Аскер вдруг с ужасом почувствовал, что говорит тоненьким, каким-то противно виноватым голоском.

- Кто - я? Да что вам нужно?

Набравшись смелости, Аскер выпалил:

- Это я, я! Не узнаете? Старший телефонист. Телефонист Аскер. Тель-Аскер, как все говорят. Я ваш чемодан нес от автобуса в здравотдел. Помните, ханум?

Ничего не ответив, Сачлы повесила трубку и с пылающими щеками вернулась в приемную, взяла книгу.

Басовитый гудок в коммутаторе требовательно позвал Аскера.

- ГПУ?.. Милицию?.. Сейчас, сейчас, товарищ начальник!

Оттянув прилипшую к вспотевшей спине рубашку, юноша задумался.

"А если подслушали мой разговор с Сачлы? Вот срам-то!.. Ну, ничего, успокоил он себя. - Я - молодой человек. И... И теперь-то я стану любить ее несравненно сильнее, чем еще час назад".

Молодой лес просыпался. Птицы неумолчно щебетали и гомонили в ветвях.

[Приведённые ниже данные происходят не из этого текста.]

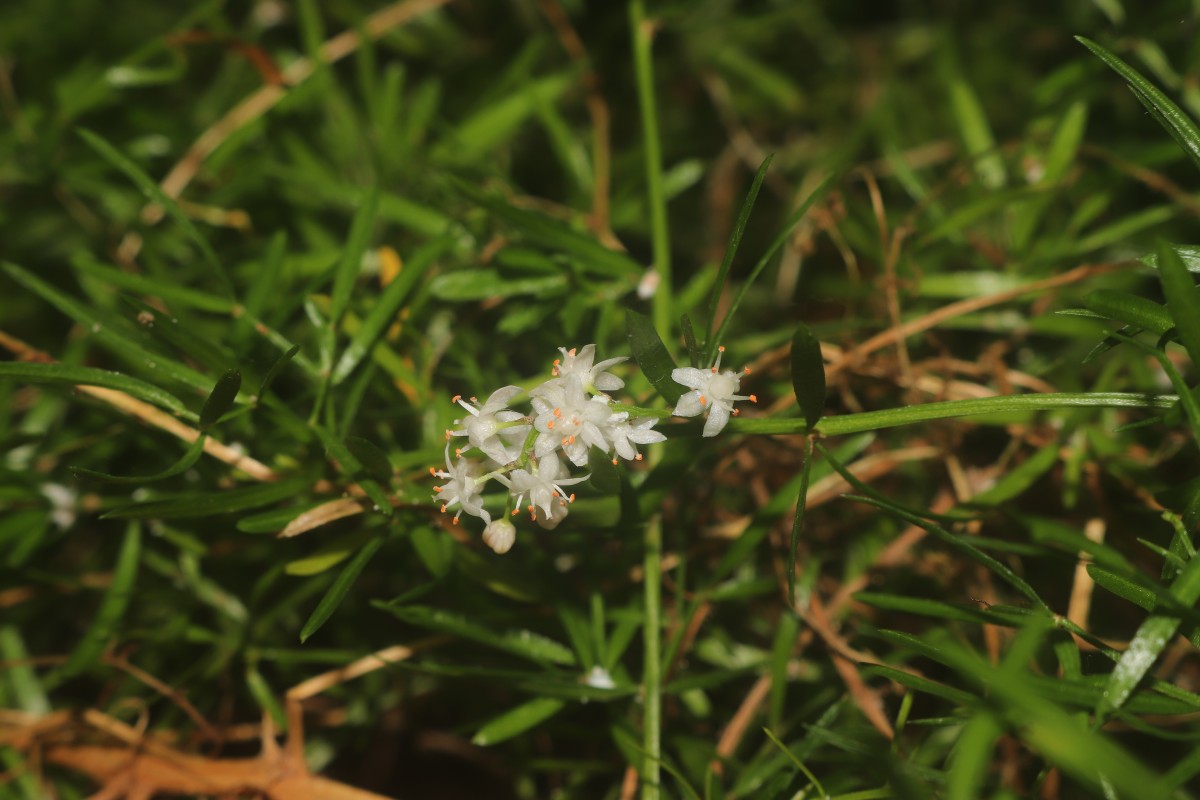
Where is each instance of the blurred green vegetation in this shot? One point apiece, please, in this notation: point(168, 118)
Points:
point(495, 154)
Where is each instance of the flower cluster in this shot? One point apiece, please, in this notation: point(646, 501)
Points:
point(713, 390)
point(571, 416)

Небо, казалось, затянули огромным алым шелковым платком. Водопад, низвергаясь с высокой скалы, наполнял рассветную тишину неистовым шумом; раздробленные ударом о камни, мельчайшие, почти невесомые капельки клубились у подножия, упадет сюда первый луч солнца и построит в брызгах крутой мостик разноцветной радуги.

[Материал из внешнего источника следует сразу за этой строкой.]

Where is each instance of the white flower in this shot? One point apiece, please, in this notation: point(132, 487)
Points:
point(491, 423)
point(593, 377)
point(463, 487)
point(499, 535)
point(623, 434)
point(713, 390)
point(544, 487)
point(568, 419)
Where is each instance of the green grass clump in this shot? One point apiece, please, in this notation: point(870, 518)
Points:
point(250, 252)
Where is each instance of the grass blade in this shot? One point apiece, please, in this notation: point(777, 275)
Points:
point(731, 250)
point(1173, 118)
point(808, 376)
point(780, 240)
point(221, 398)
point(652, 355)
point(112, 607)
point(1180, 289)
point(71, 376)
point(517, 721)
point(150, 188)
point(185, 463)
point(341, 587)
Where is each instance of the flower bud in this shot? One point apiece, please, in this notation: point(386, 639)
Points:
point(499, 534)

Медленно идущий по извилистой, едва заметной со стороны тропинке Кеса, щуря до боли глаза, всматривался в холмы, вереницей тянувшиеся на противоположном берегу реки, поросшие чахлым лесом.

Там прокладывали шоссейную дорогу. Каждое утро с восходом солнца гремели взрывы, взметая скалы, расшвыривая гранитные глыбы; содрогались небо и земля... железобетонные мосты перекидывались через овраги, бездонные ущелья, во тьме которых грохотали стремительные потоки.

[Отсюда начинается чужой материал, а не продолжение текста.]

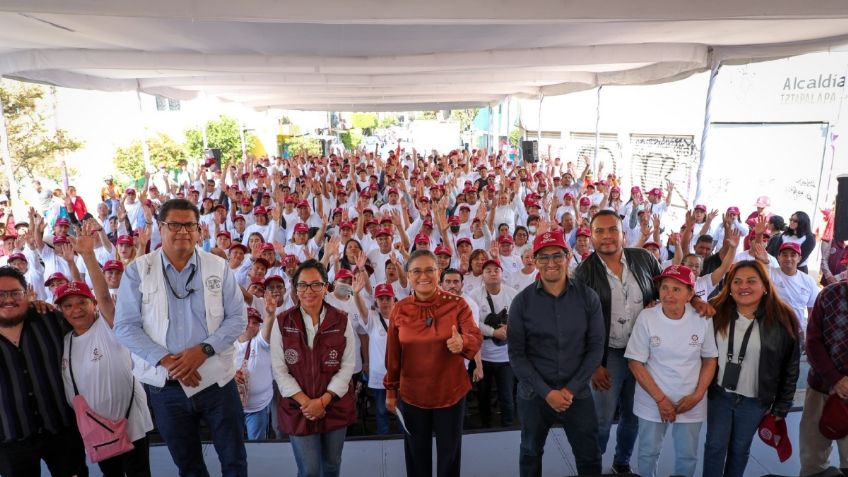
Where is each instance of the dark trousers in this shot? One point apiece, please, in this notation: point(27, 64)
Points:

Дорогу строили сами жители, но Кесу, после того как он поступил на службу к Субханвердизаде то ли курьером, то ли дворником, освободили от строительных работ. И он теперь считал себя самым счастливым человеком на белом свете. Придя в деревню, Кеса кичился перед родственниками и знакомыми:

- Да сельсовет не смеет мне ткнуть: "И у тебя над глазами - брови!" Дескать, ты такой же, как прочие... О нет, нет! Все переменилось. А почему? Да потому, что я отныне - советский служащий, а не темный олух, как некоторые...

Кеса аккуратно, добросовестно собирал по деревням сплетни, новости, слухи и выкладывал их Субханвердизаде.